Here’s a thought: did you know that the porn industry in the United States makes something like 14 billion dollars a year? Worldwide, it’s closer to 100 billion, but 14 billion ain’t nothing to sneeze at, particularly when the United States is like 15 trillion dollars in debt. I bet that, if the government just turned its attention towards making porn instead of trying to regulate it out of existence, we could cancel out that debt in only like a thousand years! Plus, we’d be way too busy to spend inordinate sums of money on stuff like fighting wars. It could totally redefine our society, and maybe that’s what this new age of enlightenment should be about: making porn instead of war. And hey, at least if the world does end, we’ll all be having too much fun to take a lot of notice.
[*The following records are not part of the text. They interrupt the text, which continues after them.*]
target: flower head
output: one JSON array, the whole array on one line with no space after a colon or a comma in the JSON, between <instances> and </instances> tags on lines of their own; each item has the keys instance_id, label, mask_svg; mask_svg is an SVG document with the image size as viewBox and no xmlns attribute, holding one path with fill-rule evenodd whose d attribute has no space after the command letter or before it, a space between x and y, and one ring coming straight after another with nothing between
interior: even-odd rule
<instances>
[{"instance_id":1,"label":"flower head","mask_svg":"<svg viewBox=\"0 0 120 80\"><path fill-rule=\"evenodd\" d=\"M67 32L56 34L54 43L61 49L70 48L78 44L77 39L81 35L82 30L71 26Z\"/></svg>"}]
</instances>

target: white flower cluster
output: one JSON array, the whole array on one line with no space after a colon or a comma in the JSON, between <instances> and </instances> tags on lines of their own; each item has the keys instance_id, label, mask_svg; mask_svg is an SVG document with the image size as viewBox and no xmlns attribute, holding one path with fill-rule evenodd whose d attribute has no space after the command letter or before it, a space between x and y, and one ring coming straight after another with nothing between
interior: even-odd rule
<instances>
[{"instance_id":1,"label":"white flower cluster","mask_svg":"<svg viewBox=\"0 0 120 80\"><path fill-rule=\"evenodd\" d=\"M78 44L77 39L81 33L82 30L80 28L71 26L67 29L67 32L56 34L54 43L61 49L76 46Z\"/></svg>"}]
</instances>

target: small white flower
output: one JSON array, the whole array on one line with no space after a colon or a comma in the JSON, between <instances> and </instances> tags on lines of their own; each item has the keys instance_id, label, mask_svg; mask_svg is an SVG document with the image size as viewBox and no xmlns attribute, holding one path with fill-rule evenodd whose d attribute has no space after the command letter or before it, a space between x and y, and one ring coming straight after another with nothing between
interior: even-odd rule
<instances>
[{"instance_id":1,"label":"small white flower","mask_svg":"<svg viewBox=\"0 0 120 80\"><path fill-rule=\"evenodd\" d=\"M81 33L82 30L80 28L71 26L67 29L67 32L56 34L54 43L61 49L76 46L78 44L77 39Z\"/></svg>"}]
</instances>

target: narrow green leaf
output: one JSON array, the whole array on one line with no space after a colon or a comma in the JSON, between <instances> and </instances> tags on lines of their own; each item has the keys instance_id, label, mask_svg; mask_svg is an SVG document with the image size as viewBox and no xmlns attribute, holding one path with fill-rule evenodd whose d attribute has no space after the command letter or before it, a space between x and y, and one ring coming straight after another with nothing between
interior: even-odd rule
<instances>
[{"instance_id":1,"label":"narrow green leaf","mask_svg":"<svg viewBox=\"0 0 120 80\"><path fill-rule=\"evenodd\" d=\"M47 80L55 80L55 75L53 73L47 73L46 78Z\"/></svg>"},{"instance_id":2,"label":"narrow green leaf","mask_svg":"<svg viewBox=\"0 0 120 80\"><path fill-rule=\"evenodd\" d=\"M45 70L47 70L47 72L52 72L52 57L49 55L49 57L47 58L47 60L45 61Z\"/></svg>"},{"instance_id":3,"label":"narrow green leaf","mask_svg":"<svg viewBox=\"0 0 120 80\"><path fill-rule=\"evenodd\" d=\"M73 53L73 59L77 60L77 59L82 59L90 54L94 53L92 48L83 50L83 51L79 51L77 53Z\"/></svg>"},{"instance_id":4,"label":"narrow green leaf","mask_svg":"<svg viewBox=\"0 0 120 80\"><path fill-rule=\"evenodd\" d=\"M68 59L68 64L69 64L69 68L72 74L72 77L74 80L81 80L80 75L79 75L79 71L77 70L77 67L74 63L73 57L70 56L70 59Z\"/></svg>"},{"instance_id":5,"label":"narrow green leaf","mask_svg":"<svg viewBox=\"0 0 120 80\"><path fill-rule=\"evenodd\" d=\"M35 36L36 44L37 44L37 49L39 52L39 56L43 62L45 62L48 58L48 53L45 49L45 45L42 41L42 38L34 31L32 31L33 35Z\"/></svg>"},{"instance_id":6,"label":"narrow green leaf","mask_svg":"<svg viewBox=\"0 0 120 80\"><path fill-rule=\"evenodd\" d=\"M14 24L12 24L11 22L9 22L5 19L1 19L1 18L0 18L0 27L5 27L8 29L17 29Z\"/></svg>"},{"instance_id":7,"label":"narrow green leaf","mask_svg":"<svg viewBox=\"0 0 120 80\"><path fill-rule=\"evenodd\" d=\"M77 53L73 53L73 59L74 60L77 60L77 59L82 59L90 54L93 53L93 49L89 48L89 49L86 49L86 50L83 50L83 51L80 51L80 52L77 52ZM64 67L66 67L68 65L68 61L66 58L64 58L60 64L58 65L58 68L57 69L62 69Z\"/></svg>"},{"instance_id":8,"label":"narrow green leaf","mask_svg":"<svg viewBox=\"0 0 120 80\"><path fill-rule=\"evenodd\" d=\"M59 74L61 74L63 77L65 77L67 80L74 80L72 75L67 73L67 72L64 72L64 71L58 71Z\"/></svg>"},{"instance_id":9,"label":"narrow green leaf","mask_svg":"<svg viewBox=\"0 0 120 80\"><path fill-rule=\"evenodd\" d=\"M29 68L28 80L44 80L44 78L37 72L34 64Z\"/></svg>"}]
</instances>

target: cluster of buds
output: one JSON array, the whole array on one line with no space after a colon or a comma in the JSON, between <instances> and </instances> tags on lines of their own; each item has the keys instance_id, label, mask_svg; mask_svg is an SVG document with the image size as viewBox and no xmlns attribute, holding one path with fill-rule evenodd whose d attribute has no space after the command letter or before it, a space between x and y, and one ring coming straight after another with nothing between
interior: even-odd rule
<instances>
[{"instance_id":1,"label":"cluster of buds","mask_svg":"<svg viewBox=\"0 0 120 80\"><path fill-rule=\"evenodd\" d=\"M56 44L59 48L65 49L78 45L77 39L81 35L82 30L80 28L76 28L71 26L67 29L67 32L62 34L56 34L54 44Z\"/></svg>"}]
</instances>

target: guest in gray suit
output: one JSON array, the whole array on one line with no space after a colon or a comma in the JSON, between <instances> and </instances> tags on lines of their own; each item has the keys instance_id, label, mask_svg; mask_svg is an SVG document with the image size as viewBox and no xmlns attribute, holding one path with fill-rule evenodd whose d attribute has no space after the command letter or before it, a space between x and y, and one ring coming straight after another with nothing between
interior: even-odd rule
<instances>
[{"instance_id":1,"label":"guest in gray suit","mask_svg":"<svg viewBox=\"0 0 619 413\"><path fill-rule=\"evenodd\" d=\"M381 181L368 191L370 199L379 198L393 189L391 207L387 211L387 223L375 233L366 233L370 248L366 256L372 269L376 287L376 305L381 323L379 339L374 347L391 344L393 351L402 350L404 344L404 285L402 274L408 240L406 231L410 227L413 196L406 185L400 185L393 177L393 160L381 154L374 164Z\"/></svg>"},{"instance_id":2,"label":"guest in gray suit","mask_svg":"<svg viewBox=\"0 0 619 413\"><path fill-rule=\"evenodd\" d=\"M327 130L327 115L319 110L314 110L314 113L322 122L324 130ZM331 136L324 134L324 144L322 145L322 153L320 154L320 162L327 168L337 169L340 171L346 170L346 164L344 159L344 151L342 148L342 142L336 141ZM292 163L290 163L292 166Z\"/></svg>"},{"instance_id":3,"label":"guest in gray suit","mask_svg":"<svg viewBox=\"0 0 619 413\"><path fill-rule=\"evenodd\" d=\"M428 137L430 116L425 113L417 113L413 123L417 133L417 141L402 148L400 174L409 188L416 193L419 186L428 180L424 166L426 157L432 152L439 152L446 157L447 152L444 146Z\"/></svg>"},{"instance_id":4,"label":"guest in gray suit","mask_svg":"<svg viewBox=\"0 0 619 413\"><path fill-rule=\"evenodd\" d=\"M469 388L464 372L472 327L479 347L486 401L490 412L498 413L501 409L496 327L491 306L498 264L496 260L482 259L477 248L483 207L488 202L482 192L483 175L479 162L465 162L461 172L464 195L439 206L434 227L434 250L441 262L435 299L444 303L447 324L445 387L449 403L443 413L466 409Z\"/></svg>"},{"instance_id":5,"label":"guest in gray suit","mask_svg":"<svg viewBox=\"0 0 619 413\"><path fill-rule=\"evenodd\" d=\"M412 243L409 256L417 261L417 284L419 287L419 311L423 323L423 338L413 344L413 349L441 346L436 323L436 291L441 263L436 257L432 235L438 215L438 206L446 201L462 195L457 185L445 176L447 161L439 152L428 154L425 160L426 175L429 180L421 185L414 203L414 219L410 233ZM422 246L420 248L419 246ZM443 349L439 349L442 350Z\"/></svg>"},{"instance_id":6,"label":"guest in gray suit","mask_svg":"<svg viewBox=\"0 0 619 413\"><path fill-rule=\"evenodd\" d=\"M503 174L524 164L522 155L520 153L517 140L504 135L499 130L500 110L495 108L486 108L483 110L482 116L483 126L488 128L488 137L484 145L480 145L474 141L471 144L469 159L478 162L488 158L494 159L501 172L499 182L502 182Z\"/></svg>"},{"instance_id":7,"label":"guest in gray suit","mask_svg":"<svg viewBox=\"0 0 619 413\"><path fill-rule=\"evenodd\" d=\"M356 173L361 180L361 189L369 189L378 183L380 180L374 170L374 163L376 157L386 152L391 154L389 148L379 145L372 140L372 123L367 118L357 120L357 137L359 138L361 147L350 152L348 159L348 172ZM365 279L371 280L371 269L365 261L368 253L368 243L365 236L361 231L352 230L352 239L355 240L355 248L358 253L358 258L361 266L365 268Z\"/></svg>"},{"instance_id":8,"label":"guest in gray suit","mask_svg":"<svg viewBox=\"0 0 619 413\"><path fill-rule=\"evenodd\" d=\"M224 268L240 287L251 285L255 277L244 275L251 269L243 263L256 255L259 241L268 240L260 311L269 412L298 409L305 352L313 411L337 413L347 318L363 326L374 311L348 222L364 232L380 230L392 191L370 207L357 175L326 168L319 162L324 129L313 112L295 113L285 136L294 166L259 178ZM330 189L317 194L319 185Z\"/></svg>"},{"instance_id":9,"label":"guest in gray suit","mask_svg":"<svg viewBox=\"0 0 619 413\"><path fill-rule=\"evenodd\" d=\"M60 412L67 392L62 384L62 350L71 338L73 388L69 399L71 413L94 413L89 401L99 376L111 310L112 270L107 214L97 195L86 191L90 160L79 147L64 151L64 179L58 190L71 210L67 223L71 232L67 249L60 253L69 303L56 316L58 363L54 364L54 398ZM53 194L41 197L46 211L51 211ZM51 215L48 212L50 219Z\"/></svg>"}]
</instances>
I kind of doubt Rick Santorum would be cool with that, and if there is a new world order coming, I’m not sure I really like his version of it, where we’ll all be nestled with our homogeneous, though absolutely heterogamous, family units, enjoying wholesome fun and appropriately zipped tidy brown slacks, without even so much as an obscene Scrabble game in sight. Honestly, I’ll take Harold Camping’s version of the end of the world over that any day. At least Harold Camping had people being flung around the skies nude.
One can only imagine the glorious, glorious porn that could be produced en route to heaven.